To the Valley News:
It is my intention here to address Elizabethtown Supervisor Bartley’s comments in her Sept. newsletter and the Valley News article of Sept. 8.
Supervisor Bartley announces in her newsletter that the sewer project is on hold. The important question would be why? There has been no Town Board action regarding this; no discussion, no motions, no votes; not in any legal meetings and not even in the illegal meetings that occurred back in March.
She also states that the Environmental Facilities Corp. recommended the Town examine alternative plans. This is true, but the E.F.C. is only one of several state agencies involved and there has been no Town Board action regarding this. No discussions, no motions, no votes; not in legal meetings or the illegal ones.

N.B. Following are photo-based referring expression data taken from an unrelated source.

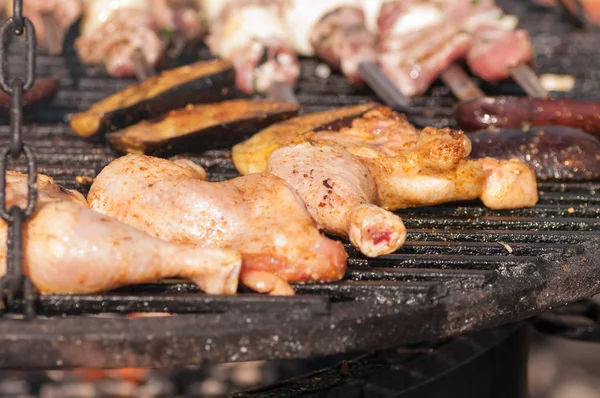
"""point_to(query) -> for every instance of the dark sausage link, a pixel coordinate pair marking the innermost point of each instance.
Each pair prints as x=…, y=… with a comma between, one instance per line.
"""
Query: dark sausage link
x=514, y=112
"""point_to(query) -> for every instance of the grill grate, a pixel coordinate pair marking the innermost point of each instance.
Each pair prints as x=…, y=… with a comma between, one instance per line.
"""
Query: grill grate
x=463, y=268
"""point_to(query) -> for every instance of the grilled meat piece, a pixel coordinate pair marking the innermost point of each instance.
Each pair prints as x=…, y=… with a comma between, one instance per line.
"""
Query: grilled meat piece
x=71, y=249
x=51, y=18
x=554, y=152
x=191, y=84
x=201, y=126
x=180, y=19
x=259, y=215
x=116, y=33
x=381, y=160
x=334, y=30
x=251, y=155
x=252, y=35
x=515, y=112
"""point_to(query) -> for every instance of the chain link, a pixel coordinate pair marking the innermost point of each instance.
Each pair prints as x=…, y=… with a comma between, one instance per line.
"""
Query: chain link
x=14, y=281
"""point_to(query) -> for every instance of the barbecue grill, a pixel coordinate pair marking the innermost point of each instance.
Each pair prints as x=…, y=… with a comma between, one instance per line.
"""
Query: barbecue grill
x=464, y=268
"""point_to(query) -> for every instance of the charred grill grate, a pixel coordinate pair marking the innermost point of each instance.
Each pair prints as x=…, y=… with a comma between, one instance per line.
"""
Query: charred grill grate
x=463, y=268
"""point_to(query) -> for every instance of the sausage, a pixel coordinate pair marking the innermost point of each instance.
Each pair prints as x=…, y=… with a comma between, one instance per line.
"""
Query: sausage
x=554, y=152
x=515, y=112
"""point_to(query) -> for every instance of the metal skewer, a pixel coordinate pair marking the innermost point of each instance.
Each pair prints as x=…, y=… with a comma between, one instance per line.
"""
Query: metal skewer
x=382, y=86
x=53, y=33
x=528, y=81
x=142, y=69
x=460, y=83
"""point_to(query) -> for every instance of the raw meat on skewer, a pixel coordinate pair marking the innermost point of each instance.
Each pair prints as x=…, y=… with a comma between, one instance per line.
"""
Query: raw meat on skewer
x=251, y=35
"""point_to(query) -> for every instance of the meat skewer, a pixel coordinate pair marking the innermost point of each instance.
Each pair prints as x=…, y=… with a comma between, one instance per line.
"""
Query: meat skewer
x=121, y=35
x=477, y=30
x=251, y=34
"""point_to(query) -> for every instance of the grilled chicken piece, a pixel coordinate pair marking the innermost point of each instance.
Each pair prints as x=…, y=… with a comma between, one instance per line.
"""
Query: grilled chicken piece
x=251, y=34
x=259, y=215
x=116, y=33
x=381, y=160
x=51, y=18
x=71, y=249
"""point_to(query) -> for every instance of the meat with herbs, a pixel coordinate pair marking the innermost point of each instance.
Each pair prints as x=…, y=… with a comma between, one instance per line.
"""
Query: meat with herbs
x=252, y=35
x=554, y=152
x=334, y=30
x=118, y=33
x=259, y=215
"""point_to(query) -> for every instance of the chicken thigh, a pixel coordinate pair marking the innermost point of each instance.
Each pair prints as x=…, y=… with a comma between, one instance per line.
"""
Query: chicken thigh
x=381, y=160
x=70, y=249
x=259, y=215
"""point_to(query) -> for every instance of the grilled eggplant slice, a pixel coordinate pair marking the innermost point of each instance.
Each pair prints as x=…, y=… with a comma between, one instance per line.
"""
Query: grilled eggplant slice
x=201, y=82
x=554, y=152
x=201, y=126
x=43, y=91
x=251, y=156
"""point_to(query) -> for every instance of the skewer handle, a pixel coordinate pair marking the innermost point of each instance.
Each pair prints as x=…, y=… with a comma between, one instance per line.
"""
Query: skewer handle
x=528, y=81
x=460, y=83
x=142, y=70
x=282, y=91
x=53, y=33
x=382, y=86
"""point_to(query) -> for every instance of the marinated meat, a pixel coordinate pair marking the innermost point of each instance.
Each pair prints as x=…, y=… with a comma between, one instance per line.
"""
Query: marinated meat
x=72, y=249
x=381, y=160
x=259, y=215
x=115, y=36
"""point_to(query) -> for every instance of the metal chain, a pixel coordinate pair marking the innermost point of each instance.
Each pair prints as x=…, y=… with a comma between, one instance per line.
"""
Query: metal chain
x=14, y=281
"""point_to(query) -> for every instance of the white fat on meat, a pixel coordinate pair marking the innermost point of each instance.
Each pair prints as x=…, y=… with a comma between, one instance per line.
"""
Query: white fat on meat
x=419, y=16
x=247, y=24
x=372, y=8
x=211, y=9
x=301, y=16
x=97, y=12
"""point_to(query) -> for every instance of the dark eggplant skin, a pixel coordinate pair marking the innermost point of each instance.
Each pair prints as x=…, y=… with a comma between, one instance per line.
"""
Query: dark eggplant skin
x=515, y=112
x=251, y=155
x=201, y=127
x=202, y=82
x=43, y=92
x=554, y=152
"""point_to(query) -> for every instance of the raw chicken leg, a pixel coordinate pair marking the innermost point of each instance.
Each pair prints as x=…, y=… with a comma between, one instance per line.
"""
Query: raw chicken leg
x=259, y=215
x=381, y=160
x=71, y=249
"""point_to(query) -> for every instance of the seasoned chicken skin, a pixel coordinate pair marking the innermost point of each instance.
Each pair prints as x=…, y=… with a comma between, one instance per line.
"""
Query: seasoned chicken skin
x=259, y=215
x=348, y=177
x=69, y=248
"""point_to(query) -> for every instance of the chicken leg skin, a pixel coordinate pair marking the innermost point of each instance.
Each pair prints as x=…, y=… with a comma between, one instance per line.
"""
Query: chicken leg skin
x=70, y=249
x=340, y=194
x=259, y=215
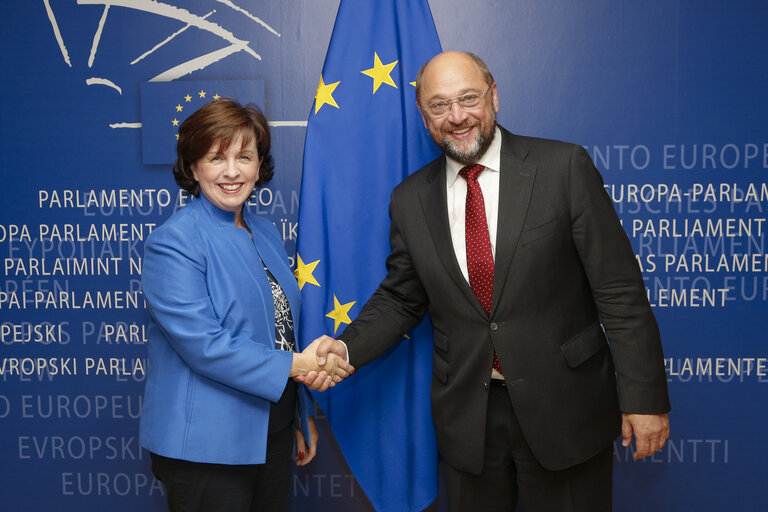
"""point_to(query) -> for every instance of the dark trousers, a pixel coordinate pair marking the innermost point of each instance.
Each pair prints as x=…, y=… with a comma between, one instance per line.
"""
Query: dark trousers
x=511, y=472
x=202, y=487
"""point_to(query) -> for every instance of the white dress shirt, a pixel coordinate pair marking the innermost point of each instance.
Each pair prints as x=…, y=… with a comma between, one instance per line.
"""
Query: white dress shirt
x=456, y=188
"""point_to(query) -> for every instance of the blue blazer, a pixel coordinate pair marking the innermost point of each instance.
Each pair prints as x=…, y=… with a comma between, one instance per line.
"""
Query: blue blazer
x=213, y=367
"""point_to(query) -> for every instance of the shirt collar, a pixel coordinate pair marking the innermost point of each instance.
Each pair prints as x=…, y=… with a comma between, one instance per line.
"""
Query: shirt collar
x=491, y=159
x=217, y=215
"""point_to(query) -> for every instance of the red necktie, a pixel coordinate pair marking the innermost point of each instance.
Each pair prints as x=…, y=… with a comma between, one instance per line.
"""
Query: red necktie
x=479, y=255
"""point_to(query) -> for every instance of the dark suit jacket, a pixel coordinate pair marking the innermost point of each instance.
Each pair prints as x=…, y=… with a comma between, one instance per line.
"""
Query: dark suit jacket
x=565, y=271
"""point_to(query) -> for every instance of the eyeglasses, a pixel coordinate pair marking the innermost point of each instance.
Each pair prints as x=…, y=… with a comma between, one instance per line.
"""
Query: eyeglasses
x=465, y=101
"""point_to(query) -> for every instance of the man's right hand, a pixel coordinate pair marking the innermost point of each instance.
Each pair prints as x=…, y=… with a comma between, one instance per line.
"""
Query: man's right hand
x=331, y=358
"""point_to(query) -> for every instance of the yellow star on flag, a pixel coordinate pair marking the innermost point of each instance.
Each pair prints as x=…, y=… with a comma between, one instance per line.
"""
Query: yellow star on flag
x=380, y=73
x=324, y=94
x=340, y=313
x=304, y=271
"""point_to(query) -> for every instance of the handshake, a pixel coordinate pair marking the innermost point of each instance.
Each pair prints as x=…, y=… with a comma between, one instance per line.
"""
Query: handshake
x=322, y=364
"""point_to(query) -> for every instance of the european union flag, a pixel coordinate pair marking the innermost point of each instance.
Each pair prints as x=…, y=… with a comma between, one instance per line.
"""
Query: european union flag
x=165, y=105
x=364, y=136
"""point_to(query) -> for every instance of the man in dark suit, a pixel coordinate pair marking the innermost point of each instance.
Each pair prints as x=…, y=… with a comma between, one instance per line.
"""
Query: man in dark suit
x=513, y=247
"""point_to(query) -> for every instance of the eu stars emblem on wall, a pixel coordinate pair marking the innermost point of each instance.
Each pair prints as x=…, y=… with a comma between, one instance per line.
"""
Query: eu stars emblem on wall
x=165, y=105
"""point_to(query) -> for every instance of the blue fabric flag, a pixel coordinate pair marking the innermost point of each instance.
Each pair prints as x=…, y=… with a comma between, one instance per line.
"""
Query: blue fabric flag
x=364, y=136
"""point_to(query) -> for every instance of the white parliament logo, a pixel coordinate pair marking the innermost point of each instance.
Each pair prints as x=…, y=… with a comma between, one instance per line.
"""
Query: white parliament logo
x=231, y=43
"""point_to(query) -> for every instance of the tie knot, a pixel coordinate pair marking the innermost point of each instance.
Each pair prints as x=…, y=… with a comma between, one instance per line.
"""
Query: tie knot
x=471, y=172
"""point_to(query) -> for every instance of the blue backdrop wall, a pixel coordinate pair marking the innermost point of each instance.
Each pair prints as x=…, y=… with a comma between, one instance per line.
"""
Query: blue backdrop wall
x=667, y=96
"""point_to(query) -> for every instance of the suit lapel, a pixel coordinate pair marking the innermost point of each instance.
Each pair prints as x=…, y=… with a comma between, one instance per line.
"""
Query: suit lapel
x=434, y=203
x=515, y=188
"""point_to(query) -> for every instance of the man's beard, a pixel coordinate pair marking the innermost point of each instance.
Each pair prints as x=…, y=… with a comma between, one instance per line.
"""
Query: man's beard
x=472, y=155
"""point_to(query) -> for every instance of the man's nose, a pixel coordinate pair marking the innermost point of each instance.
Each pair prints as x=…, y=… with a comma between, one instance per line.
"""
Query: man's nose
x=457, y=115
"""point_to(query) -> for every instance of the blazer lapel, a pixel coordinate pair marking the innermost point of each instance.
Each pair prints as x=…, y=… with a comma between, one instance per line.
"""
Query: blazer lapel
x=434, y=203
x=515, y=188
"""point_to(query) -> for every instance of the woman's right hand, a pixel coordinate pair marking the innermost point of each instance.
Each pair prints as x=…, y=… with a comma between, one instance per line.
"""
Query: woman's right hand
x=334, y=369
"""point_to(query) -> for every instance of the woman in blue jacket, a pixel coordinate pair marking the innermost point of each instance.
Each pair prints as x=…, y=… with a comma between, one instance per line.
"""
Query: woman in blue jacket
x=220, y=405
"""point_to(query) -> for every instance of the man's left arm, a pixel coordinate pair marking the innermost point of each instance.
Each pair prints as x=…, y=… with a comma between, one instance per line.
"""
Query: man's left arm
x=619, y=293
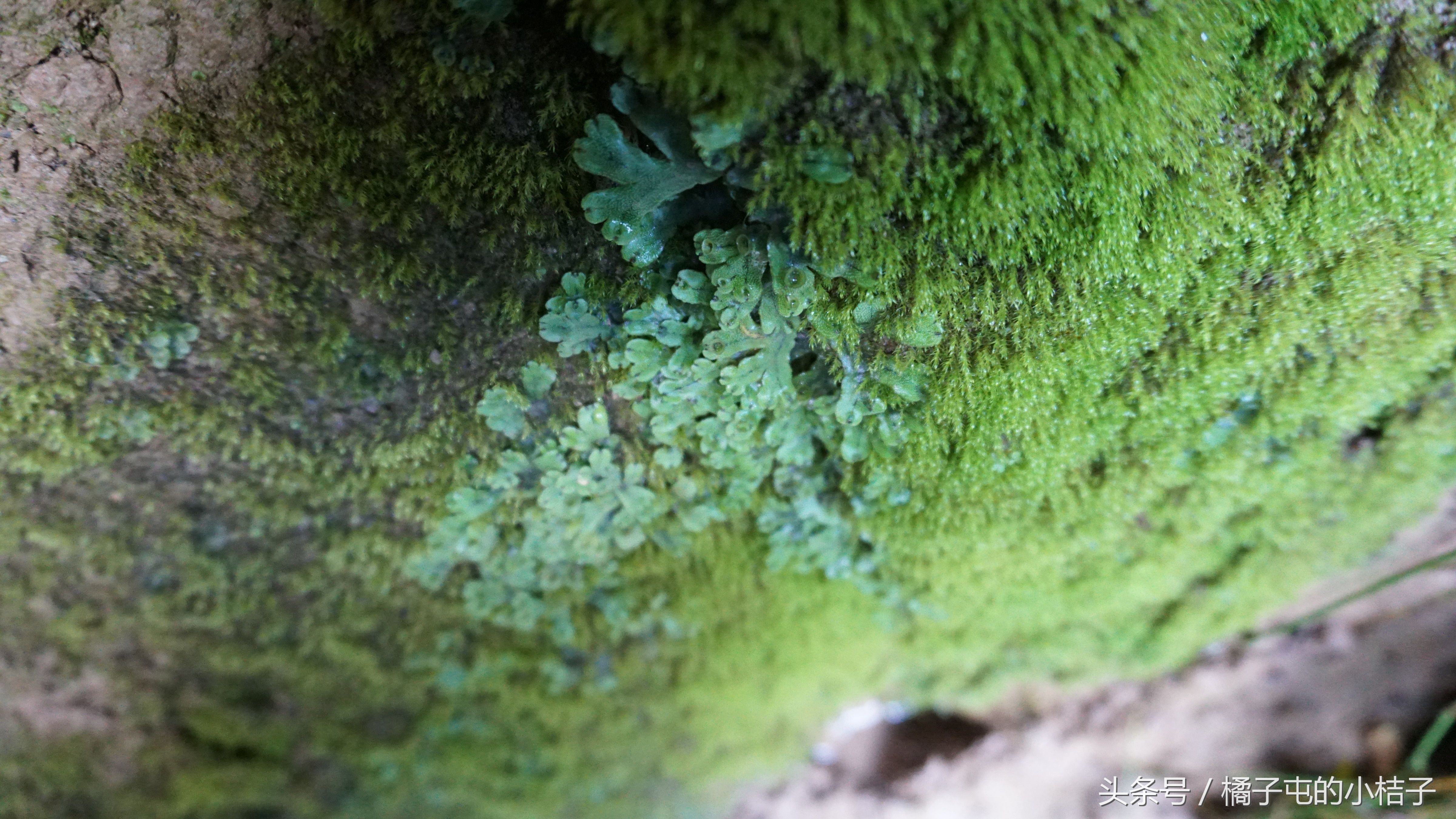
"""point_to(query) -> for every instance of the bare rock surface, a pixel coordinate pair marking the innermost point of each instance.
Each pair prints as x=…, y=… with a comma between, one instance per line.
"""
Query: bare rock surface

In February the Supervisor announced the intention to complete the town sewer project and be “shovel ready.” This occurred at our regular monthly meeting and again at a special meeting in the school. Within 2 weeks it all changed, but it changed without Town Board discussion, votes, or resolutions.
Suddenly alternative plans were the mantra and a series of illegal meetings occurred thru March, which resulted in $34,000 of invoices from the engineers. The Board never discussed, voted, or approved by resolution these expenses or alternative plans. The Board was not aware until April that there might be expenses, but by then it had already happened. By May and June the D.E.C. notified the Supervisor that these expenses “ were not expenses included under the existing contract,” and were “ suspending further reimbursements.” On June 12 the Supervisor told the engineers to stop work on the existing sewer project, but again, with no Board discussion or involvement. By Sept. letters from the engineering group’s lawyer’s started to appear and the Board went into private executive session to discuss pending litigation.
The water meter project evolved in a similar manner. The Board never discussed or voted going out to bid for engineers and, to my knowledge, was it never advertised. Regardless of this two bids were received, but only one bid was presented to the Board at the August meeting. Some Board members were not aware of the second bid. The presented bid was accepted, but included $11,128 of “estimated” costs; not a fixed bid.
This is not the way elected officials are supposed to be dealing with taxpayers money, nor is it the way to function as a Board. Bartley stated that we’re in a “ war of words “, but I prefer to think it’s a debate of law and the proper legal methods of elected officials.